There’s been much discussion of late on the accuracy and legitimacy of FiveThirtyEight. I’ve been a fan of FiveThirtyEight since just after it got started, but I find myself having some mixed feelings about the topic.
Here are three articles that are central to many of the arguments being made:
1) David Brooks, who works with FiveThirtyEight founder Nate Silver at the NY Times, writes of the futility of watching and using polls. His implications are twofold: that as an individual it’s a waste of time to track polls, and that it’s impossible to predict what will happen in a presidential election because it’s too complex (and “even experts with fancy computer models are terrible at predicting human behavior”).
2) Dylan Byers at Politico argues that Silver is a biased hack who throws around numbers that don’t make sense.
3) Ezra Klein at the Washington Post rebuts Byers, arguing that the betting markets clearly favor Obama, and that a bettor could use a better system to beat them… but only if a better system existed. Moreover, he makes the point that, unlike Silver, most pundits aren’t accountable, and that their main goal is traffic and/or attention, not accuracy. Hence he gives Silver a tentative endorsement.
I like elements of what Brooks, Klein, and Silver are saying and doing. On the other hand, I think Byers doesn’t understand probability and is completely full of crap.

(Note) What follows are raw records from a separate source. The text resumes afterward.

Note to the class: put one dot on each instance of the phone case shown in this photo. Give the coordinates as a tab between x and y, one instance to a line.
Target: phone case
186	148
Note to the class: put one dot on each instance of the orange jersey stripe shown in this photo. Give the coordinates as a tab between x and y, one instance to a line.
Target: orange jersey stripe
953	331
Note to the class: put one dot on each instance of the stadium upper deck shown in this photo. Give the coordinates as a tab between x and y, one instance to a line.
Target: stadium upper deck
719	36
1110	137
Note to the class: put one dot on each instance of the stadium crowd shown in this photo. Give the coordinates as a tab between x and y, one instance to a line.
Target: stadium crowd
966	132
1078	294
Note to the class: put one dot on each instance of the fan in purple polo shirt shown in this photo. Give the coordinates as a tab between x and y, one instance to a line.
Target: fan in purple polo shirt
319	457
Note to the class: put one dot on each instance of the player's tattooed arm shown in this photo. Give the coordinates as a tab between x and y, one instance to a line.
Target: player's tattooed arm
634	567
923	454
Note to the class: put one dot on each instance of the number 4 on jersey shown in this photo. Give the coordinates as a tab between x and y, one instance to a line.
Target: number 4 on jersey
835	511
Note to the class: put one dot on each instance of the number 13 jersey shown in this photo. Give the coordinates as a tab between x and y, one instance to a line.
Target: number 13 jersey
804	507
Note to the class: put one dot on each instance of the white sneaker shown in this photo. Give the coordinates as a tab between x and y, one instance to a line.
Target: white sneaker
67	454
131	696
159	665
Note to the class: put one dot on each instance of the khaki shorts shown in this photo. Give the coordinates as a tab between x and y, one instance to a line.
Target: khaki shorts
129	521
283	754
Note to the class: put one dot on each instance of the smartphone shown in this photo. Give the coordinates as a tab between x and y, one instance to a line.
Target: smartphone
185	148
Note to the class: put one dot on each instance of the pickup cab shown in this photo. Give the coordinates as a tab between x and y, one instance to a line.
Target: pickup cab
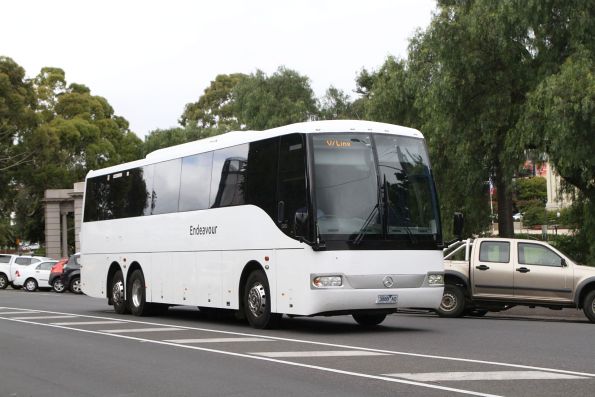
9	264
495	274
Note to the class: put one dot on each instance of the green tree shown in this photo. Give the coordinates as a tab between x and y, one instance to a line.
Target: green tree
336	105
215	108
77	132
263	102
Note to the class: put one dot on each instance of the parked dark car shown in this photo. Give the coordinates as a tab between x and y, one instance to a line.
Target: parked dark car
54	281
71	275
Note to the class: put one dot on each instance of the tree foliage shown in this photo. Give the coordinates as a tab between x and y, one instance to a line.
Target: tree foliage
263	102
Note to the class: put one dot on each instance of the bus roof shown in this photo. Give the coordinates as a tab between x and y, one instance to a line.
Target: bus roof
240	137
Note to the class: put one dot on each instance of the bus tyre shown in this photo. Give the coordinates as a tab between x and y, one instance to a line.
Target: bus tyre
136	294
453	302
30	285
257	302
368	320
75	286
3	281
589	306
118	294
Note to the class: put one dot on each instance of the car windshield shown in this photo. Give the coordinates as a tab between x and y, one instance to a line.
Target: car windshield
359	197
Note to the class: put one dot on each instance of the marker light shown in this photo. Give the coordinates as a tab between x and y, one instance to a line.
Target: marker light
436	279
327	281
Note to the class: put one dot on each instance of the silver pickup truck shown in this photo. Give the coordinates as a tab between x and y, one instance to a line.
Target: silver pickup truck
494	274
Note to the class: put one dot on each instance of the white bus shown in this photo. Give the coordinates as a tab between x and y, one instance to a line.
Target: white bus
317	218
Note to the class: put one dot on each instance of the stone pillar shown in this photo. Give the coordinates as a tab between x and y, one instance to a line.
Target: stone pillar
77	196
52	230
64	234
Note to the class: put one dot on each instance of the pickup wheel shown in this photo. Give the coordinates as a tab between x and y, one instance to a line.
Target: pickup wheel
589	306
453	302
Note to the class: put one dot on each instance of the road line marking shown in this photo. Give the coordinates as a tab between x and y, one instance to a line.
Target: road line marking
218	340
40	317
21	312
488	375
272	360
407	354
320	353
90	322
129	330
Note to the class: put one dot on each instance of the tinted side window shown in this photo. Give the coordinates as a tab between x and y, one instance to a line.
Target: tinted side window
119	195
195	182
292	215
494	251
261	175
227	181
166	186
535	254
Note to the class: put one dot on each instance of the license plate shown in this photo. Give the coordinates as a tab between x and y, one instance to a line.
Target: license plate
387	299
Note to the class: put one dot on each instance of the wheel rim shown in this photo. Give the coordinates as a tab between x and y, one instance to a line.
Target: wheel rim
118	292
257	300
137	293
449	302
30	285
76	286
58	286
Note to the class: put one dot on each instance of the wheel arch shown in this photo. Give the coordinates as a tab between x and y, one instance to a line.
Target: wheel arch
250	267
114	267
583	289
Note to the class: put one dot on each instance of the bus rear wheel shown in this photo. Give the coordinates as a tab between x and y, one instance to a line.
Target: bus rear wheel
257	302
118	295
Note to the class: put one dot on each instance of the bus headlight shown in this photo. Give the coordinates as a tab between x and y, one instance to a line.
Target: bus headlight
327	281
436	279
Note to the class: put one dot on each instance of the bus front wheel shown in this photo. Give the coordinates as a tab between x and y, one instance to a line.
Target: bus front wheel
118	293
257	302
136	294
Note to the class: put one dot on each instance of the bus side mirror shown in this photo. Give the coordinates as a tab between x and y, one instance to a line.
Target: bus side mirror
458	222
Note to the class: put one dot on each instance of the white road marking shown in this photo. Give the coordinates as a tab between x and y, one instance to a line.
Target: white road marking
131	330
20	312
290	363
218	340
319	353
490	375
90	322
40	317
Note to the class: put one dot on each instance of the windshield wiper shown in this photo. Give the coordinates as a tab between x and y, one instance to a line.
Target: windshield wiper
362	231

My feelings can be summed up as follows:
1) As both Klein and Brooks point out, predicting elections is hard. As Klein notes, Silver doesn’t publish his formula (in his shoes, I wouldn’t either), so it’s tough to say definitively how good it is. There are a limited number of historical examples of presidential elections, so Silver must cleverly combine the results of different types of elections (governor, Senator) in a way that effectively multiplies the sample size by a lot. Does this work? Probably to some extent, but since there aren’t many past elections to test his methodology against, it’s tough to know for sure. And the results of this election will neither confirm nor refute his methodology (even though some will claim otherwise). As I’ve written in the past, big data trumps small data, and elections are small data.
2) The world is becoming more quantifiable and accountability-driven. At some point, that means that pundits like Byers are likely to get left behind.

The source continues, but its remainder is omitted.